Saí da minha cidade por vergonha, ao sentir-me fracassada e completamente despojada de dignidade. Fugi do vazio instalado dentro de mim pelas incongruências, e entrei numa carruagem cujo comboio ia a um lugar que nem sequer conhecia. Fui impelida pela força da aventura, na esperança de encontrar a luz que se apagara na totalidade, deixando-me às escuras. Senti vários sinais que me demoviam desse salto que pretendia dar rumo à falésia, mas optei por ignora-los.
Cheguei à Maputo e fui recebida pelas luzes do néon, acreditando que estaria melhor aqui, longe da pacatez e de todos os atalhos silenciosos e de todas as grutas do diabo que eu frequentava até me tornar num desperdício que as pessoas vão desdenhar, mas outras pessoas ainda, irão olhar para mim com compaixão, e eu nunca quis ser tratado com pena, muito menos com desdém, por isso vim à esta metrópole, onde as coisas pareciam correr de feição no princípio, porém agora estou cercado de fedor, eu própria passei exalar mau cheiro por dentro e por fora. Os meus amigos afastaram-se.

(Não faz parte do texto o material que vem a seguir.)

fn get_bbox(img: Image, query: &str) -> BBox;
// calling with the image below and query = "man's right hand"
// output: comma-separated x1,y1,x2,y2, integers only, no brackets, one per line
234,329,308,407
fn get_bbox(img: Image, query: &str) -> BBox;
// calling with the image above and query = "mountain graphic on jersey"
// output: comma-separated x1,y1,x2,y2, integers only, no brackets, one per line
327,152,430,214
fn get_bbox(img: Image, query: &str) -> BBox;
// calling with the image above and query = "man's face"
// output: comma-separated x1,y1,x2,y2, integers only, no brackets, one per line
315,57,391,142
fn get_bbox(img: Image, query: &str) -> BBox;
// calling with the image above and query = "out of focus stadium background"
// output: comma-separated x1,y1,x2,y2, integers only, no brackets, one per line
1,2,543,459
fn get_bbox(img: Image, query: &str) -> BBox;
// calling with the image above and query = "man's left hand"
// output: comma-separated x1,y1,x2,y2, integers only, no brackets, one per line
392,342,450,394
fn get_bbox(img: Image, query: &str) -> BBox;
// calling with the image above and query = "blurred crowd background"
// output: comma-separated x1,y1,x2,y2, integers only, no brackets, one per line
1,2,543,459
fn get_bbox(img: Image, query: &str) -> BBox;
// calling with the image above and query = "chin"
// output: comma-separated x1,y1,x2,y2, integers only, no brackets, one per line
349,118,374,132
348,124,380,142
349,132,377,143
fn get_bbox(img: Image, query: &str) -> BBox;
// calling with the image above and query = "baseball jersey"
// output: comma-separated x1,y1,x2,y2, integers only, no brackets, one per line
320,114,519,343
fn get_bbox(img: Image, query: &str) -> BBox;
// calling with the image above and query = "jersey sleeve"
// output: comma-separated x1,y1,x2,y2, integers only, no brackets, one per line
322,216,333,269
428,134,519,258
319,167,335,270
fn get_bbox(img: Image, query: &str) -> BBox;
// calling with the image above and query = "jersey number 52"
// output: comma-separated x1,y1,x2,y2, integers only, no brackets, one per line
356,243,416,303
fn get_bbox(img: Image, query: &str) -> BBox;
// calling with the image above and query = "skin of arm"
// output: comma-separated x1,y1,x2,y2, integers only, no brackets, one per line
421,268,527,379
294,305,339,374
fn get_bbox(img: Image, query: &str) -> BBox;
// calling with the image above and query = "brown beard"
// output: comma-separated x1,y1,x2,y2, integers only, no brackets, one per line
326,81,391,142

Estou no fim da linha, vivo como se estivesse na fila à espera de ser executada, mas os próprios algozes recusam-se a cumprir a sentença do juíz. Apelaram ao tribunal para que me deixasse ali mesmo, no aterro dos vermes, e que vou morrer – segundo eles – por inérc ia. Quem me matar, se me matassem, estaria a sujar suas mãos em vão. Eu já sou um cadáver.
Tenho tido vontade de voltar para casa, mas sinto uma vergonha danada, prefiro dar o último suspiro aqui, na rua onde moro sendo castigada pelo frio implacável. Aliás, por falar do frio, algumas pessoas de coração que vivem nestes prédios, desceram e ofereceram-nos mantas. Só que logo a seguir veio um grupo de indivíduos que nos arrancaram esses cobertores e queimaram-nos, deixando-nos, a mim e aos que vivem comigo neste descampado, descobertos e entregues ao sofrimento.
Ainda que eu queira voltar para casa, como é que vou voltar assim nestas condições miseráveis? Como é que vou encarar a minha família, os amigos que deixei lá? As pessoas! Quero voltar, porém sinto uma vergonha calcinante pois ao chegar irão olhar para mim indagando: É Nyathswa, esta? Meu Deus! Muitos se assustarão pois pareço um fantasma que tem medo de voltar às tumbas, e a minha missão é atormentar quem me vê, por isso não volto.
Não tenho nada, a não ser as lembranças do passado, quando eu era um verdadeiro passarinho em permanente ascenção às nuvens, perto do Céu. Tinha asas tenases que me permitiam planar com alegria, sem medo de cair. Mas foi a minha estupidez, a cobiça sem medida, a ilusão de que o Céu estava ao meu alcance, que me enganaram. Afinal o céu que eu almejava era o inferno, onde estou hoje sem ninguém por perto que me possa amar e levar-me de volta para casa.